Neue Arbeitsplätze, neue Kompetenzen

Die Studie zeigt zudem, dass ein Teil der Beschäftigten im Verlauf des Projekts in ungeförderte Beschäftigung wechseln konnte, also wieder auf den allgemeinen Arbeitsmarkt eintreten konnte. Einem anderen Teil ermöglichte das Projekt, vor der Pension in Beschäftigung zu kommen und zu bleiben. „Und ein weiterer Teil verblieb bis zum Ende im Projekt, wo sie neue Kompetenzen erwerben und neue Arbeitsbereiche kennenlernen konnten“, erzählt Quinz. All das seien Ergebnisse, die nach Ansicht Fleckers dafür sprechen, eine Arbeitsplatzgarantie österreichweit in wesentlich mehr Gemeinden einzuführen.

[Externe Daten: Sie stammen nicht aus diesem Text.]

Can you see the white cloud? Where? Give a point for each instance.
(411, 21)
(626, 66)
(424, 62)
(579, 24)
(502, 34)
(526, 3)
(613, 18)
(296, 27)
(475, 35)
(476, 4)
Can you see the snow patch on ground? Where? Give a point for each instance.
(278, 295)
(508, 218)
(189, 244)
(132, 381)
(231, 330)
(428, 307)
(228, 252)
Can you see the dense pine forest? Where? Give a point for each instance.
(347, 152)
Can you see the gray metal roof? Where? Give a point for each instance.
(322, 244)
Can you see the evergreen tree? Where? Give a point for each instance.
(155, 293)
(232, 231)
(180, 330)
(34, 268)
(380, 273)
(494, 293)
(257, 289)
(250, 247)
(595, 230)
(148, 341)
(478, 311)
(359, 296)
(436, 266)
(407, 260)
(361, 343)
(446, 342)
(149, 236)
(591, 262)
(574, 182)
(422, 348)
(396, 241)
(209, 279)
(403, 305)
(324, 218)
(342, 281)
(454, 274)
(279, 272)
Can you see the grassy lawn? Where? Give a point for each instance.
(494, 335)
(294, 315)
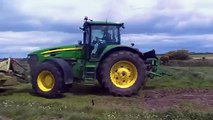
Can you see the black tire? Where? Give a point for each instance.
(108, 62)
(57, 89)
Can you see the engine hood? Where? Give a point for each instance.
(69, 51)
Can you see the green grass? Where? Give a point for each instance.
(199, 56)
(184, 77)
(19, 103)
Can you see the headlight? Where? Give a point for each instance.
(32, 61)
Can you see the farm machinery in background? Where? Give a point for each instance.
(12, 73)
(122, 70)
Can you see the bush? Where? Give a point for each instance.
(178, 55)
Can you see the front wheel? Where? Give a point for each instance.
(48, 80)
(122, 73)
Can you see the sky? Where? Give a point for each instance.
(163, 25)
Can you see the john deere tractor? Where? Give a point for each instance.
(122, 70)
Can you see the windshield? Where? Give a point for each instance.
(108, 34)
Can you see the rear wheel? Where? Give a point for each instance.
(48, 80)
(122, 73)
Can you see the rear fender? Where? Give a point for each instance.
(117, 48)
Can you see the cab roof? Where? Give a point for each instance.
(104, 23)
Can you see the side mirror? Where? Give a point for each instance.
(80, 42)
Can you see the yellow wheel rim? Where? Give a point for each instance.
(123, 74)
(45, 81)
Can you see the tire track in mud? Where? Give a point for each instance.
(163, 99)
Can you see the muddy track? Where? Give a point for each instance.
(163, 99)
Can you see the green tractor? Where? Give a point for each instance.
(122, 70)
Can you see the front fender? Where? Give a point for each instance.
(65, 68)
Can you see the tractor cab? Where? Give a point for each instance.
(98, 35)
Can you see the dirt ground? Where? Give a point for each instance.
(162, 99)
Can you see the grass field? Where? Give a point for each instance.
(187, 94)
(199, 56)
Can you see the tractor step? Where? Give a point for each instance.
(89, 73)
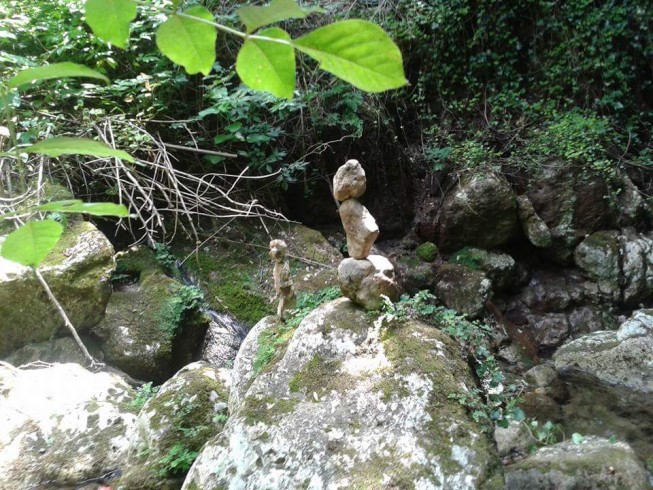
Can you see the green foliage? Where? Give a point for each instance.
(494, 401)
(187, 42)
(183, 301)
(143, 394)
(177, 462)
(31, 243)
(272, 341)
(427, 252)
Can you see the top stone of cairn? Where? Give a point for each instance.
(349, 181)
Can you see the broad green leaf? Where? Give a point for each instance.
(358, 52)
(110, 19)
(32, 242)
(267, 65)
(55, 70)
(78, 206)
(254, 17)
(188, 42)
(64, 145)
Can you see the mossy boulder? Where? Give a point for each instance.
(62, 425)
(188, 409)
(153, 326)
(78, 272)
(331, 413)
(592, 463)
(480, 211)
(610, 379)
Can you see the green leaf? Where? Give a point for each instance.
(254, 17)
(64, 145)
(110, 19)
(358, 52)
(188, 42)
(32, 242)
(267, 65)
(55, 70)
(78, 206)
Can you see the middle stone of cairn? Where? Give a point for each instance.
(363, 278)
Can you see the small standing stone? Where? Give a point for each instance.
(281, 274)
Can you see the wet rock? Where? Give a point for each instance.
(328, 414)
(61, 425)
(349, 181)
(594, 463)
(360, 227)
(78, 271)
(598, 257)
(534, 227)
(548, 330)
(480, 211)
(571, 205)
(61, 350)
(152, 327)
(188, 409)
(462, 289)
(366, 281)
(223, 339)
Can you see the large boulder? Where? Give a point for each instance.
(590, 464)
(78, 272)
(481, 211)
(172, 427)
(62, 425)
(462, 289)
(610, 376)
(329, 413)
(153, 326)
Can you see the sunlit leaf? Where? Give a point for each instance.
(64, 145)
(358, 52)
(267, 65)
(189, 42)
(54, 71)
(110, 19)
(32, 242)
(79, 206)
(254, 17)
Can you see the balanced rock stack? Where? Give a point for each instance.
(363, 278)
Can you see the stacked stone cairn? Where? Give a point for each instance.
(364, 278)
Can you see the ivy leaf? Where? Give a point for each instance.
(53, 71)
(358, 52)
(79, 206)
(110, 19)
(65, 145)
(267, 65)
(188, 42)
(32, 242)
(254, 17)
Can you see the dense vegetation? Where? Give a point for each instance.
(494, 85)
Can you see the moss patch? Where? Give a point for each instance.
(320, 376)
(267, 410)
(427, 252)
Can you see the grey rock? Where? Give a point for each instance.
(480, 211)
(188, 409)
(349, 181)
(78, 272)
(61, 425)
(594, 463)
(462, 289)
(366, 281)
(534, 227)
(328, 414)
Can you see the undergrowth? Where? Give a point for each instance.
(494, 400)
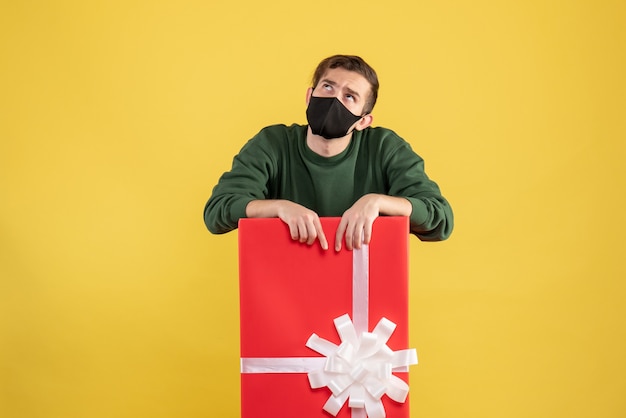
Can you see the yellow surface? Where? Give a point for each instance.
(116, 119)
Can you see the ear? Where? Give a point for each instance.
(309, 93)
(364, 122)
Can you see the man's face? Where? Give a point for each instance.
(351, 88)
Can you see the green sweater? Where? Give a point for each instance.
(277, 164)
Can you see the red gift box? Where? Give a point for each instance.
(290, 290)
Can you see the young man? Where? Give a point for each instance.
(337, 165)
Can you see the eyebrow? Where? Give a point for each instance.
(334, 84)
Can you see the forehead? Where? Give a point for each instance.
(348, 79)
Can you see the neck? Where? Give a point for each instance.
(327, 147)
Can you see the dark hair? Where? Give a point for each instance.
(351, 63)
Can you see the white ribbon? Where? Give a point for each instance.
(359, 370)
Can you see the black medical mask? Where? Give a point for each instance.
(328, 117)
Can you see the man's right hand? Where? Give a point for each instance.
(304, 224)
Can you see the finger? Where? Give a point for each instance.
(320, 233)
(311, 232)
(341, 229)
(293, 231)
(367, 232)
(357, 239)
(349, 236)
(302, 231)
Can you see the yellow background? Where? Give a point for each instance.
(117, 118)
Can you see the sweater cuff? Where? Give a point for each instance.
(419, 213)
(238, 209)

Unsere Gesellschaft habe ein Gerechtigkeitsproblem, wenn derzeit 80.000 Personen langzeitarbeitslos sind, so Flecker: „Das sind vielfach Personen, die über Jahrzehnte gearbeitet haben, die teilweise ihre Gesundheit ruiniert haben in der Erwerbsarbeit, und jetzt lässt man sie im Stich?“ Aus Sicht des Forschungsteams sind Arbeitsplatzgarantien eine sinnvolle Lösung. Doch, auch das zeigte die Begleitstudie, solche Arbeitsplätze müssen längerfristig gefördert werden, damit langzeitarbeitslose Menschen davon profitieren. Sechs Monate wie bei geförderten Arbeitsplätzen oft vorgesehen seien dafür nicht ausreichend.